September 1996: When we heard that Chapel Hill residents were boarding up their windows in anticipation of Hurricane Fran, we laughed. We already had seen these North Carolinians rush to the supermarket at the sight of a snow flurry. Today, our fourth day without water or power, the laughter has died down considerably at the Canada household.
Prepared for nothing more than a little wind and rain, we had a normal evening on Thursday, September 5. Lisa got a permanent, we met for dinner at our favorite Chinese restaurant, and then I went to the library to show my students a short video on Poe. We arrived home around 8 p.m., watched a rerun of Friends and went to bed. A few hours later, we awoke to the loudest winds we had ever heard in our lives. Lisa looked outside to see what was going on, but the power already had gone out, and everything was pitch. We went back to bed.
Fran hit us the next morning, when we woke up to shredded leaves on our windows, debris on our porch, and the first day of our Amish lifestyle. After a few hours reading, we started to get stir-crazy and took a driving tour of post-Fran Chapel Hill. Our jaws dropped as we drove past telephone poles snapped in two, trees leaning on sagging power lines and crushed roofs, deserted parking lots, and dark stoplights.
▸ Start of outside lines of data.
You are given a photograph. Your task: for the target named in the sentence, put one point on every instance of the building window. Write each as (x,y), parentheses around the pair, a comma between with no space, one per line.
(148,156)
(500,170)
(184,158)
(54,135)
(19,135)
Our tidy little town now looked like a huge electric-train town that the family dog had trampled.
We had lunch at Red, Hot & Blue barbecue restaurant, which apparently had escaped a power outage, and then found one of the few open grocery stores. A few thousand other people had found it, too, and they were crawling over the parking lot and store like ants on a discarded watermelon. Inside, the lines stretched down the aisles, past the cereal and syrup, ludicrously hindering any attempts at smart shopping. Lisa grabbed a few pieces of fruit and parked her cart in line, and I went out and gathered up a few staples. Sociologists bemoaning the loss of community in modern America would have discovered new hope in this scene. We did our part, chewing the fat with four friends, including one we had just met in line. Conflicting reports of a water-sighting sent me and two of these friends scurrying around the store; with the help of one of these friends, I got the last jug.
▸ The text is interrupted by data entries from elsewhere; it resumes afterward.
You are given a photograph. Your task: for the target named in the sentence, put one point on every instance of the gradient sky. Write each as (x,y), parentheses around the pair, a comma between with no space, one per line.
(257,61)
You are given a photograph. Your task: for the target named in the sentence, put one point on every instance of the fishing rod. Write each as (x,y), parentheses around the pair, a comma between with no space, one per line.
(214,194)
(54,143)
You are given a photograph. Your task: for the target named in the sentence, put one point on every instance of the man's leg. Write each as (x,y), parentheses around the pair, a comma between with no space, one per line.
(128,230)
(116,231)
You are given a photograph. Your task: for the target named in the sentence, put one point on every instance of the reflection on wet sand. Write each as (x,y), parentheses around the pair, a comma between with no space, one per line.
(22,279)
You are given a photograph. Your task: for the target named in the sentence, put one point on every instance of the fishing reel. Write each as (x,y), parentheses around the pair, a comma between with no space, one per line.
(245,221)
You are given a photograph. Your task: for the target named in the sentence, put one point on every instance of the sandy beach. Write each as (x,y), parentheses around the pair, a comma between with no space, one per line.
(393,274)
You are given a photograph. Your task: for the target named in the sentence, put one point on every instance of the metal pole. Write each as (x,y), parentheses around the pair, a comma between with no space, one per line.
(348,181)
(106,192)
For the rest of the day, we read some more, napped, listened to the battery-powered radio. Around sunset, we tried to get to a drug store and buy a radio with a TV band so we could hear the "X-Files," but the city was under curfew, and the police turned us back. Still, we made the best of the weekend and even had a little fun. During the day, we mowed the lawn, rested, read. Lisa cooked meals on the grill--eggs, bacon, and a banana dessert for breakfast, barbecue chicken for dinner. At night, we played Scrabble, and I read Poe stories aloud by candelight.
Ask us how we're doing when we're lying in a pool of sweat on a perfectly still, 85-degree night or when we're taking a sponge bath in a tub filled with cold water, and we'll likely be less than philosophical. The rest of the time, however, we realize that things are pretty good. Unlike many of our neighbors, we haven't had to cope with injuries to ourselves or damage to our house. Every day, our landlord hooks up his generator to our pump and provides us with some water from the well. Friends who have power have invited us to cool off or wash up at their homes. We're doing well, really. We've learned that we're survivors--but we're not Amish.